Secondo la Cassazione si rischierebbe di aprire alle forme della collaborazione totale non richieste per la verifica della concessione dei benefici dell’art 4 bis. Critica è dunque la decisione degli ermellini anche nel riferire che mancano, nel provvedimento impugnato, i richiami in concreto alla possibilità della collaborazione citando solamente la nota della Dda che richiamava in astratto il possibile contributo collaborativo in ordine al sodalizio ancora esistente, ma che non teneva conto dell’ammissione di responsabilità del ricorrente e della condotta di scissione dal passato delinquenziale, omettendo di verificare il nucleo centrale, cioè l’esistenza in concreto di uno spazio collaborativo. Disattendere questo percorso valutativo, significherebbe per la Cassazione disapplicare le decisioni della Consulta che hanno indicato il canone di collaborazione, sul reato per cui vi è condanna, alla stregua dell’indice legale del ravvedimento.

Anche nella sentenza, numero 36457/ 2028 del 9.4.2018, depositata qualche giorno fa, si chiede che il Tribunale di Sorveglianza attesti, tramite la nota della Dda, la perdita dei legami del ricorrente con il contesto della criminalità organizzata. Gli ermellini hanno accolto il ricorso della procura generale contro il provvedimento del Tribunale di Sorveglianza, che dichiarava la collaborazione impossibile e accoglieva il reclamo, ritenendo concepibile il permesso premio.

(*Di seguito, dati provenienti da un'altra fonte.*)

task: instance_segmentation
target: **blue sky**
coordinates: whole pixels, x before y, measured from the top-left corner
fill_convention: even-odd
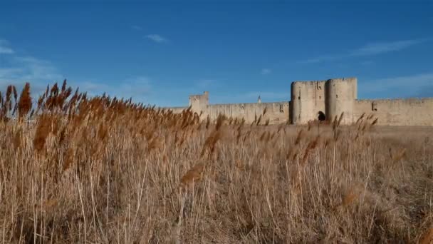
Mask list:
[[[175,106],[348,76],[360,98],[433,96],[433,1],[0,1],[1,87],[67,78]]]

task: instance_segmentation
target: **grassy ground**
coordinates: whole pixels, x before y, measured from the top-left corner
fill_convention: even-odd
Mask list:
[[[32,113],[10,90],[2,243],[432,242],[431,128],[199,121],[66,84]]]

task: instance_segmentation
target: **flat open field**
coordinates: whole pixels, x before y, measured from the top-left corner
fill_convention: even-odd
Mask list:
[[[432,241],[432,128],[208,121],[66,86],[33,113],[29,87],[2,97],[2,243]]]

Come osserva la Cassazione il Tribunale aveva ritenuto impossibile la collaborazione a fronte di un mancato sollecito della Dda: sul punto ha invece ribadito che la collaborazione non possa ritenersi impossibile per il solo fatto che non sia stata sollecitata dagli inquirenti, ma che invece rimanga, nel caso dei reati ostativi, assieme alla perdita dei legami con il contesto della criminalità organizzata, l’indice di ravvedimento. Anzi, sempre secondo la Cassazione, proprio perché è il sintomo legale del ravvedimento del condannato, la collaborazione si muove in linea con la funzione rieducativa della pena.

Sempre in tema di collaborazione e ravvedimento, a proposito del provvedimento impugnato, la Corte trova l’occasione per ribadire – viste le osservazioni del Tribunale a sostegno della decisione in merito alla mancata valutazione della lunga detenzione del condannato come circostanza dimostrativa dello scioglimento del vincolo – che la presunzione di permanenza del vincolo debba restare una massima di esperienza per il giudice che ha respinto il permesso premio. Per la Cassazione, a fronte della presunzione, solo la collaborazione, intesa come ravvedimento, può essere la prova di questa scissione. Il tutto detto, anche non mancando di richiamare che comunque per collaborazione si debba intendere, ogni contributo informativo che possa configurare un “aiuto concreto” per la ricostruzione di fatti e per l’accertamento di responsabilità, anche non direttamente collegato coi fatti di reato della condanna.